Cross-Customer Pattern Detection can tell you whether the failure pattern in your investigation is limited to your hooks or affecting multiple users of the same provider. If 5 other HookTunnel users are also seeing Stripe payment_intent.payment_failed failures in the same window, HookTunnel flags it as a possible provider incident. That data surfaces in your investigation panel automatically.

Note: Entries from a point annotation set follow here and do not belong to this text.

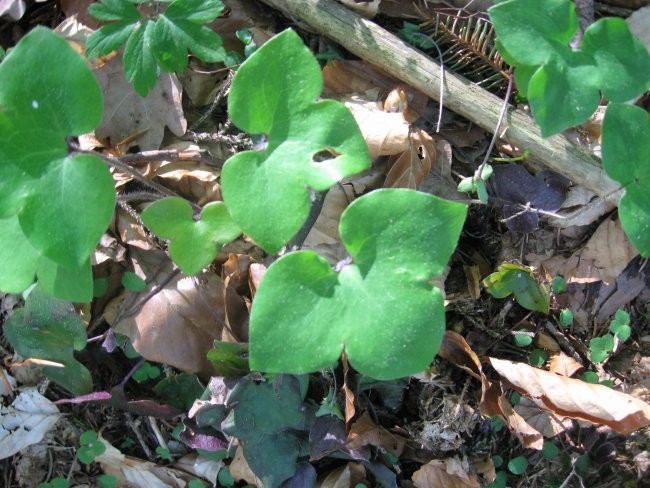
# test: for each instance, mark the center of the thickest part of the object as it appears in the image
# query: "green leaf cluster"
(512, 278)
(54, 206)
(51, 329)
(155, 44)
(564, 87)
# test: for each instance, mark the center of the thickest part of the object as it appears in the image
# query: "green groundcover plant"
(564, 86)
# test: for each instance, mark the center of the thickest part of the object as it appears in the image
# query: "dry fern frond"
(467, 47)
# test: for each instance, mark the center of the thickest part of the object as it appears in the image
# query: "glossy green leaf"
(382, 305)
(140, 67)
(625, 149)
(179, 30)
(193, 243)
(517, 279)
(622, 60)
(52, 205)
(273, 93)
(564, 91)
(50, 329)
(531, 30)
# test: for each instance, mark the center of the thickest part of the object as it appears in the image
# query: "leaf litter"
(458, 398)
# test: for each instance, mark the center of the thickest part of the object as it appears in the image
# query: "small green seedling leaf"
(537, 358)
(626, 145)
(91, 447)
(146, 372)
(590, 377)
(515, 278)
(133, 282)
(523, 338)
(518, 465)
(550, 450)
(193, 243)
(229, 359)
(558, 284)
(381, 304)
(152, 44)
(53, 207)
(566, 317)
(268, 192)
(50, 329)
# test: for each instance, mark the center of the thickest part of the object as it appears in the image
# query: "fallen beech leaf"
(364, 431)
(126, 113)
(409, 169)
(562, 364)
(576, 399)
(450, 473)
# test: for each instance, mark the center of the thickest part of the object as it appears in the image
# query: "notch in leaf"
(274, 93)
(383, 309)
(193, 244)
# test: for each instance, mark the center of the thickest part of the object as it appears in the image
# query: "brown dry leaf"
(568, 397)
(564, 365)
(349, 396)
(345, 476)
(448, 473)
(604, 257)
(240, 470)
(134, 472)
(127, 113)
(409, 169)
(385, 133)
(365, 432)
(178, 325)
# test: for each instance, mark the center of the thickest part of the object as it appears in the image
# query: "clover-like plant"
(564, 87)
(54, 206)
(273, 93)
(193, 243)
(381, 306)
(156, 43)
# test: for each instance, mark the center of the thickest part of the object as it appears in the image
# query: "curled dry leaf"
(450, 473)
(568, 397)
(409, 169)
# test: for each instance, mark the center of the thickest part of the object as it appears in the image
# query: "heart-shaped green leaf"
(193, 243)
(273, 93)
(626, 146)
(62, 203)
(51, 329)
(382, 309)
(624, 64)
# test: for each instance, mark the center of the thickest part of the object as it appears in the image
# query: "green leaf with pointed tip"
(516, 279)
(52, 205)
(531, 30)
(179, 30)
(193, 243)
(623, 61)
(273, 93)
(383, 305)
(51, 329)
(625, 149)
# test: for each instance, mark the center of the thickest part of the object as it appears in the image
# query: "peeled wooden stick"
(378, 46)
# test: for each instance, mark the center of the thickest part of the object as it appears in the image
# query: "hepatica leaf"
(50, 329)
(626, 146)
(55, 206)
(273, 93)
(381, 305)
(193, 243)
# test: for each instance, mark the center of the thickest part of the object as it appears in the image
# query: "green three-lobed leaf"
(155, 44)
(53, 206)
(274, 93)
(193, 243)
(563, 85)
(381, 308)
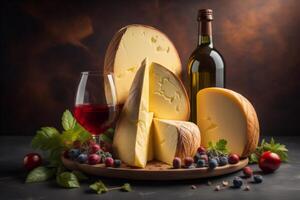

Outcome Receipts let you see, for each event in your investigation, whether it was actually applied by your application. An event that was delivered (your handler returned 200) but never confirmed applied (no receipt) is a gap — the webhook arrived, your handler said OK, but the database write may not have committed. Investigations show you that gap inline, so you know whether resolution requires a replay or just a handler fix.

Reconciliation gives you the revenue impact of an investigation. If the failing events in your investigation represent Stripe payments that were never applied, the reconciliation view shows you the dollar amount of the gap and the specific orders affected. When you brief your CTO on the Thursday incident, you have a number.

Comparison with alternatives

| Capability | HookTunnel Investigations | Datadog | Webhook.site | Manual Slack/Notion | |---|---|---|---|---| | Events attached to incident | Yes | No (log-based, not event-linked) | No | Manual | | Anomaly scoring | Yes | Yes (log anomaly) | No | No | | Cause confidence tracking | Yes | No | No | No | | Notes timeline on incident | Yes | Yes (on monitors) | No | Manual | | Auto-link by payload field | Yes | No | No | No | | Cross-customer pattern overlay | Yes | No | No | No | | Receipt state on attached events | Yes | No | No | No | | Revenue impact from reconciliation | Yes | No | No | No |

The distinction is specificity. Datadog is a general-purpose observability platform adapted for logs and metrics. HookTunnel investigations are built specifically for webhook incidents, which means they understand the payload structure, the delivery state, the receipt status, and the provider context that makes webhook debugging different from application log debugging.

Frequently asked questions

How many events can I attach to one investigation?

Up to 500 events per investigation. For incidents involving more than 500 events, attach a representative sample and describe the broader scope in the investigation notes.

Can I have multiple open investigations at once?

Yes. The investigations list shows all open investigations sorted by severity and creation time. There is no limit on concurrent open investigations.

Do investigations persist after events expire from my retention window?

Yes. The investigation metadata — name, notes, anomaly score, resolution — persists beyond your retention window. The attached event payloads follow normal retention rules and may no longer be accessible, but the event IDs and metadata remain linked to the investigation permanently.

Can I link an investigation to a GitHub issue or a Jira ticket?

You can add any URL as a note in the notes timeline. There is no native integration with issue trackers at this time, but a note with the ticket link creates a bidirectional reference if you also paste the investigation URL in your ticket.

Who can see investigations?

Investigations are visible to all members of your HookTunnel account. They are not visible to other accounts. Row-level security in the database enforces this boundary.

Can I export an investigation for a post-incident report?

Yes. Any investigation can be exported as a structured JSON document including the notes timeline, attached event metadata, anomaly scores, and resolution record. The JSON export can be attached to a post-incident report or imported into your documentation system.

How does cause confidence differ from anomaly score?

Anomaly score is computed by the system from the event data — you do not set it. Cause confidence is set by you as you investigate — it reflects how confident you are that you have identified the cause. They measure different things: anomaly score measures how unusual the event pattern is, cause confidence measures how well you understand why it is unusual.